恋愛と失恋の果てに。
つまり梨々花ちゃんは、私のことを
警戒してあんな生意気な態度を取ったのだろう。
お父さんを取られると思い。
確かに私は、警戒されても仕方がない。
大好きなお父さんに好意を持ち始めたのだから。
ズキッと胸が痛む。
それは、それで悲しい……。
しゅんとしてると課長が私に気づいた。
「おい、尾野。

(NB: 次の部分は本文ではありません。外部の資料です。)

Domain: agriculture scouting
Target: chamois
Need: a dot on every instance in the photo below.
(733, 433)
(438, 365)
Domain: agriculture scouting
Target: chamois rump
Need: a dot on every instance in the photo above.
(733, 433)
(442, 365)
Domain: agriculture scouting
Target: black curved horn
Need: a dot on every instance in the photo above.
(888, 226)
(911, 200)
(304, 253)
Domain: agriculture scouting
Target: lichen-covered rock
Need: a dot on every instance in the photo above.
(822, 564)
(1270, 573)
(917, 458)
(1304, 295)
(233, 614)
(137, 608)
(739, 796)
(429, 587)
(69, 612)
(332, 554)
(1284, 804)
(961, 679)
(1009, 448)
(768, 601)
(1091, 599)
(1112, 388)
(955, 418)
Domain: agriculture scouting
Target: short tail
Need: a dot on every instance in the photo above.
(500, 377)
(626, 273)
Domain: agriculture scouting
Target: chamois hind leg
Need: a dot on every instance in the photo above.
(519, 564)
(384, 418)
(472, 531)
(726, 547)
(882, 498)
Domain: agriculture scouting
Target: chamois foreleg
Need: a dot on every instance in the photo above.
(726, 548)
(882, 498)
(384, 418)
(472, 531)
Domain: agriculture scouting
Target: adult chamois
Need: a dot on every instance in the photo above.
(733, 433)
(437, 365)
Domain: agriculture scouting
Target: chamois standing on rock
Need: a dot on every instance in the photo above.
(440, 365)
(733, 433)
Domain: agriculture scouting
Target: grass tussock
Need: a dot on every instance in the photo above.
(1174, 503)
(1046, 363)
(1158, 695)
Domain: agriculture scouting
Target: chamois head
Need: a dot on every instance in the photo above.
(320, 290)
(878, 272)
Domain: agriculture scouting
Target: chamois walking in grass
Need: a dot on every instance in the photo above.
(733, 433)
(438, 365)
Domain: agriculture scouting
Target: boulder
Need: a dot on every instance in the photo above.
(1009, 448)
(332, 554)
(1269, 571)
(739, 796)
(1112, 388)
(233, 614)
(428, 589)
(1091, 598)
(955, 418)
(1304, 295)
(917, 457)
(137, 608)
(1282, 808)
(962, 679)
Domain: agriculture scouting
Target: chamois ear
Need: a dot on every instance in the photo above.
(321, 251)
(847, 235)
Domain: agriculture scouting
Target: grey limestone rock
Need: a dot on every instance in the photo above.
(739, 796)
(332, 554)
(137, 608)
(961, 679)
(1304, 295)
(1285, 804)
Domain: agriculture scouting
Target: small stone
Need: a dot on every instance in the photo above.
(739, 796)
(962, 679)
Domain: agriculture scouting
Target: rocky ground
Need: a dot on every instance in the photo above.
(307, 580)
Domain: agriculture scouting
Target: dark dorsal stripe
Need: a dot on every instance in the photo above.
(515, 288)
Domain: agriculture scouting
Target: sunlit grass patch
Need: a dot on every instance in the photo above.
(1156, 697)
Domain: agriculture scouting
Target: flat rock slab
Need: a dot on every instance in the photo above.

お前もそこに居たのか?」
ビクッ!!
課長……気づくのが遅いですよ。
今さら気づかれるなんて
なおさらショックを受けた。
「あ、お疲れ様です……課長」
「まだ帰ってなかったのか?」
「これから帰るつもりで居たら
梨々花ちゃんが居たので声をかけていたんです」
警戒をされてしまったけど……
しかも、まだ帰ってなかったのかって……酷い。
さらにしゅんと落ち込んでしまう。
すると梨々花ちゃんが
「ねぇパパ早く行こう。私お腹空いた~」
そう言って課長の腕を掴む。
「あぁ、分かった。分かった。
じゃあ尾野。また明日会社でな。お疲れ」
課長は、そう言うと梨々花ちゃんを連れて
行ってしまった。
ポツンと取り残される私。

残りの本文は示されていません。